For several years Lonnie and Freida Looper of Greenville, Mississippi, often accompanied by their son, Zachary Horne, collected over 500 fossil bones of Ice Age animals. These animals had lived in our loess area between 10,000 and 250,000 years ago.
The family found these treasures by walking gravel bars in the Mississippi River bed during seasonal low water levels. All the fossils were recovered between river mile markers 499 (near the town of Glen Allen, Mississippi) and 639 (a point on a line between Sherard and Clarksdale, Mississippi). Native and Early American artifacts are also present on the gravel bars.
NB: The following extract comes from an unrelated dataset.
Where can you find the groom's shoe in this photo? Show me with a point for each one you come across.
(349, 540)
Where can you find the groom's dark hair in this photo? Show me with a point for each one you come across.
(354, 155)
It's a good bet, since many of these fossils are in such good condition, that they eroded from our loess. This idea is also supported by the fact that these are mostly land animals. Similar fossils of this age are occasionally found in loess deposits, almost always by accident, by people moving earth, but amateur collectors can find mastodon teeth and other Ice Age antiquities by walking the streams and ravines in loess country.
The family's discoveries include possibly the two rarest Ice Age bones remaining in Mississippi, a Great Short-faced Bear jaw and a Manatee limb bone (see thumbnails). The giant bear is known from only 105 localities worldwide, and the manatee radius-ulna is described as "one of only two manatee elements ever found in the interior of the Ohio-Miss. River valley system". Their collection is fully documented, professionally preserved, digitally photographed, and inventoried.